# 面向高效视觉推理的自适应推理路径学习

- 来源：HuggingFace Daily Papers（社区热门论文）
- 发布时间：2026-04-16 08:00
- AIHOT 链接：https://aihot.virxact.com/items/cmo6ofjdx052ssl4rryk6q74s
- 原文链接：https://arxiv.org/abs/2604.14568

## AI 摘要

研究团队提出自适应视觉推理框架 AVR，将推理过程分解为视觉感知、逻辑推理和答案应用三个认知功能，使模型能根据问题难度动态选择完整推理、仅感知或直接答案三种输出格式。该框架采用改进的 FS-GRPO 算法训练，在确保准确性的同时鼓励选择最高效推理路径。实验显示，AVR 在多个视觉语言基准测试中将 token 使用量降低 50–90%，同时保持整体准确率，有效缓解了视觉推理模型的"过度思考"问题。

## 正文

Visual reasoning models (VRMs) have recently shown strong cross-modal reasoning capabilities by integrating visual perception with language reasoning. However, they often suffer from overthinking, producing unnecessarily long reasoning chains for any tasks. We attribute this issue to Reasoning Path Redundancy in visual reasoning: many visual questions do not require the full reasoning process. To address this, we propose AVR, an adaptive visual reasoning framework that decomposes visual reasoning into three cognitive functions: visual perception, logical reasoning, and answer application.
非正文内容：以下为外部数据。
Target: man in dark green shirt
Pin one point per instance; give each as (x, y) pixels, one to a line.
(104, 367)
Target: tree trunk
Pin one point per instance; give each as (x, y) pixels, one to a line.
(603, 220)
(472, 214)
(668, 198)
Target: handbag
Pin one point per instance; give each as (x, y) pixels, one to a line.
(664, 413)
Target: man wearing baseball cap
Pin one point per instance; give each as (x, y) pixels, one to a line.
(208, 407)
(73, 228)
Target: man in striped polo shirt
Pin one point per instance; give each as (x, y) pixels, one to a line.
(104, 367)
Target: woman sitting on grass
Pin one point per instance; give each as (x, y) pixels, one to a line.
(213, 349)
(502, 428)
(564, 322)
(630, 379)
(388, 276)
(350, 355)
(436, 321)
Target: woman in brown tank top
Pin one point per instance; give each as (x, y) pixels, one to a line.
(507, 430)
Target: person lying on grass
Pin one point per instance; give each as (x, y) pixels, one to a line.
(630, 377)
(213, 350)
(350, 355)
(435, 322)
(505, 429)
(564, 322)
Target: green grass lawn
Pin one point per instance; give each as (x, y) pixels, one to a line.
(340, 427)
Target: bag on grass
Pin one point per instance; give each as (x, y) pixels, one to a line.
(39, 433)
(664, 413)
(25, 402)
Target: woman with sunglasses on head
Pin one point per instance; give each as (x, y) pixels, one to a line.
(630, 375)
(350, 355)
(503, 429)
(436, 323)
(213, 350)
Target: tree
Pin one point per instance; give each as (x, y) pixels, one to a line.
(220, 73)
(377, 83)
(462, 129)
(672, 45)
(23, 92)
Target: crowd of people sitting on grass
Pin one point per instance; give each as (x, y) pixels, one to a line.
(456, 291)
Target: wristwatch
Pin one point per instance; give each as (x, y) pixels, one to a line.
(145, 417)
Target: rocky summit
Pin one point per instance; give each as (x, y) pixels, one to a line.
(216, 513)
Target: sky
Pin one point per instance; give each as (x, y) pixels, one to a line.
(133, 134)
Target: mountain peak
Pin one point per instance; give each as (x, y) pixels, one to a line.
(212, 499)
It further enables models to dynamically choose among three response formats: Full Format, Perception-Only Format, and Direct Answer. AVR is trained with FS-GRPO, an adaptation of Group Relative Policy Optimization that encourages the model to select the most efficient reasoning format while preserving correctness. Experiments on multiple vision-language benchmarks show that AVR reduces token usage by 50--90\% while maintaining overall accuracy, especially in perception-intensive tasks. These results demonstrate that adaptive visual reasoning can effectively mitigate overthinking in VRMs. Code and data are available at: https://github.com/RunRiotComeOn/AVR.